About 20 million children, about 4% of their population in India and higher than people living in Delhi, are orphan. Of them, parents of only 0.3% children have died and rest have been abandoned.
The figure is result of a study done by SOS Children’s Village by analyzing data from National Family Health Survey-3 for the year 2005-06 and the population estimation by the Census of India to find the dark spots for children below the age of 18 in India.It were the poorer states such as Uttar Pradesh, Bihar and West Bengal, which had higher number of orphan children as compared to richer northern and southern states of India. As a result, the central zone has highest number of orphan children followed by east zone. The two zones also cover most of the naxal affected regions in India.
“Poverty has been a significant contributor in high orphan children in these states,” said Rakesh Jinsi, secretary general of the NGO SOS Children’s Village. “Social unrest and terror --- militancy and naxalism -- are two another major factors behind the high number of orphans in certain states”.
Orphan children for the study were defined as those abandoned and whose both parents have died. Situation of children with single parent has also been analysed in the study.
India has the highest population of children below the age of 18 --- 41% of the total population.
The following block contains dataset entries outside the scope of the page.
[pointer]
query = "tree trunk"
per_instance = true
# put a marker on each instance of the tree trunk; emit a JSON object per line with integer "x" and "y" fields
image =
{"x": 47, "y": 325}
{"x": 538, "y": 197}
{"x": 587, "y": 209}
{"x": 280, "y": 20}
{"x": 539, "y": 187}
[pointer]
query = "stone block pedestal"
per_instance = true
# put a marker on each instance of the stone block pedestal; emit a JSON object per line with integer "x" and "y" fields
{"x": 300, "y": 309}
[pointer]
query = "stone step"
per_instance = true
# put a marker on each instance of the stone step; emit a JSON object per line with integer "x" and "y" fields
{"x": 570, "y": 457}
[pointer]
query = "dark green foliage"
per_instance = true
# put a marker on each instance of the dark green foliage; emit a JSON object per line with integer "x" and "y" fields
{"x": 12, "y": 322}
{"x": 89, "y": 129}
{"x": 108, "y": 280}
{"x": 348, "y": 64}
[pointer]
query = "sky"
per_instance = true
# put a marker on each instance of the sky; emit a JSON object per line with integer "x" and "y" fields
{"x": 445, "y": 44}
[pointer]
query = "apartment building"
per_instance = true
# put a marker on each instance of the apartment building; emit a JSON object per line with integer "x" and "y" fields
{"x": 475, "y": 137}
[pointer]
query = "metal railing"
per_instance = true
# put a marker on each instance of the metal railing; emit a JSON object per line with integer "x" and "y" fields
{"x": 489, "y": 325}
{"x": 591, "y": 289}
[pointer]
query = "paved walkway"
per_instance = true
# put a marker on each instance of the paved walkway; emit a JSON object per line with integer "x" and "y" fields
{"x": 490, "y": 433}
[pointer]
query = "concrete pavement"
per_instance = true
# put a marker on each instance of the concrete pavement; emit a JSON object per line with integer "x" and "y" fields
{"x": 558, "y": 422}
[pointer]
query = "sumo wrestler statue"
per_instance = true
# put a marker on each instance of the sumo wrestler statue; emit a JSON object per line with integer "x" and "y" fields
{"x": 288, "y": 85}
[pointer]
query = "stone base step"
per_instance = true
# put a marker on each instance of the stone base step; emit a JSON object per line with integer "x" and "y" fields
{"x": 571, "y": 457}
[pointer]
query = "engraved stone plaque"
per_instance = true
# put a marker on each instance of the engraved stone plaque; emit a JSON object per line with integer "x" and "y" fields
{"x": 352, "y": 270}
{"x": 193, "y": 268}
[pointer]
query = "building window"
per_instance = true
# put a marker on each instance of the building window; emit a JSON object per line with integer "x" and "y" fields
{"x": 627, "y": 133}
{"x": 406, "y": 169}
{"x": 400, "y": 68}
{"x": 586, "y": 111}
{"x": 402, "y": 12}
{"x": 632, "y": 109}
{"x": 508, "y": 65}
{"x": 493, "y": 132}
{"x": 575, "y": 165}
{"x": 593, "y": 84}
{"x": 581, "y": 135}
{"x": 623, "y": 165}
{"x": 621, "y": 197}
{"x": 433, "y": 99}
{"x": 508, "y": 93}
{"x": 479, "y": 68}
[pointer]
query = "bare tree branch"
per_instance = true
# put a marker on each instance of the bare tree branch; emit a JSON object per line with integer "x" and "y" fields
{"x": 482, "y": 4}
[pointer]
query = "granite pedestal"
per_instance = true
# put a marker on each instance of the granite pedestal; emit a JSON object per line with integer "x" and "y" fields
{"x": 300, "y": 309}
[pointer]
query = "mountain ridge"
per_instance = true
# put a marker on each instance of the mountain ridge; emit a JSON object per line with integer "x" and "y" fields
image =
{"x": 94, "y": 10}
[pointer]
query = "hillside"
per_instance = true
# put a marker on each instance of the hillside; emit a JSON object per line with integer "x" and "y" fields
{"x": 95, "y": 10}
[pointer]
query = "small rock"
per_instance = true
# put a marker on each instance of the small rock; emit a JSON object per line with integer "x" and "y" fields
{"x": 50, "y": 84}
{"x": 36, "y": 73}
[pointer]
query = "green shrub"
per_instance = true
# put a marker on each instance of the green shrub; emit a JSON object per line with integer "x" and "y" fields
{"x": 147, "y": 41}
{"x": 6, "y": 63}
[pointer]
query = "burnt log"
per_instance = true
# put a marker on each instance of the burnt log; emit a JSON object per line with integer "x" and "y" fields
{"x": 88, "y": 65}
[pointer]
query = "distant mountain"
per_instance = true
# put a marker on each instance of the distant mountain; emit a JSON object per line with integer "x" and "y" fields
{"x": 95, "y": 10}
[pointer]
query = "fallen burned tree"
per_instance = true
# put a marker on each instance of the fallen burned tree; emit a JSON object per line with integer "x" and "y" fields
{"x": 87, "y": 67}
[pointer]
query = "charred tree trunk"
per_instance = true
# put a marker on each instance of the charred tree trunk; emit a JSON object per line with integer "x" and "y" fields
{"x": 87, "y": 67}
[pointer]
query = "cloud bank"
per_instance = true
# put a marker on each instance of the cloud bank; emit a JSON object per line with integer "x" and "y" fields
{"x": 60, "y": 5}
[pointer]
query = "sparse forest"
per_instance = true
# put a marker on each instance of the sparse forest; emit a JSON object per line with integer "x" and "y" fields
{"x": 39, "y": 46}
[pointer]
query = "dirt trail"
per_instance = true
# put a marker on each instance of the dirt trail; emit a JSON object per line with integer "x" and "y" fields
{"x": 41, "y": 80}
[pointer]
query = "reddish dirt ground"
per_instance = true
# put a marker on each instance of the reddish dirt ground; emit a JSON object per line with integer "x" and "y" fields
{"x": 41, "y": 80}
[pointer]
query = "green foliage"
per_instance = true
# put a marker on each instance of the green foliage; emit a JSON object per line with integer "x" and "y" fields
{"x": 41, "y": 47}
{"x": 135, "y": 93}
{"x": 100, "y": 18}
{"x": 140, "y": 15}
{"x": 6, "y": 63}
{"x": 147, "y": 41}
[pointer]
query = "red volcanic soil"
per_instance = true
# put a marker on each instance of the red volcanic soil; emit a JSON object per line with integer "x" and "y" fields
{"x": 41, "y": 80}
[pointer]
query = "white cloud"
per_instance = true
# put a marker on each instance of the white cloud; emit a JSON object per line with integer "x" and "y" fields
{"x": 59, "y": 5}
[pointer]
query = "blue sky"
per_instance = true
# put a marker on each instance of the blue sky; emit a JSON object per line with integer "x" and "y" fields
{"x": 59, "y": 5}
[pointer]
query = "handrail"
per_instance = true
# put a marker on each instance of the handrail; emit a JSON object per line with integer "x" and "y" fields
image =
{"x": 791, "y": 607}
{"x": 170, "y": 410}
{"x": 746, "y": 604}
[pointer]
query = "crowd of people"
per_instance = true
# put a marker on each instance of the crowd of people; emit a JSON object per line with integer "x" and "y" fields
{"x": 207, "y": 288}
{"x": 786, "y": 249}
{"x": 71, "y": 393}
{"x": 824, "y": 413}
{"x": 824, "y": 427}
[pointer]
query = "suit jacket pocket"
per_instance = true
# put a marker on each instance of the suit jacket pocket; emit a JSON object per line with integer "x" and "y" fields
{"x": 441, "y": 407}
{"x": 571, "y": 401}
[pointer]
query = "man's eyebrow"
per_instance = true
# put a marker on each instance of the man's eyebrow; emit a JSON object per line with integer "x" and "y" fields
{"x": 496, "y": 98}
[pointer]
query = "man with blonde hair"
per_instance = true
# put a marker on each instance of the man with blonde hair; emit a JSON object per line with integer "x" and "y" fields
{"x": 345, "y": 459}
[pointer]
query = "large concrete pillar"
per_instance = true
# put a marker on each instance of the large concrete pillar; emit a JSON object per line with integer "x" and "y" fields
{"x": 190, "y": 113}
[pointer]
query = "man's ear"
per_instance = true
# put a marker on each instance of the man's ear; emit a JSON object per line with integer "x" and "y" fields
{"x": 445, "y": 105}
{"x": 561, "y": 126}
Although over 4% of them are orphan as per the study, around 13% of them live with either of their parent.
But what the study highlight is that a large number of children in India struggle to survive leave alone having access to education and other welfare measures. Some of these children end up being trafficked or pushed into illegal works.
“Many of the children who are trafficked are those whose parents have died or they have been abandoned,” said a senior government official.
The only good news the study presents is that the overall estimation of orphan children in%age terms is expected to fall by 2021 although their number will increase from present 20 million to 24 million. However, there is no comparative data to indicate whether the number of orphan children has increased or decreased.
The SOS Children Village did not present the segregated data on sex-ratio these children to find out whether abandoning of the children is based sex of the child or not.
“In case of poor people abandoning is more because of economic reasons than gender,” said Jinsi.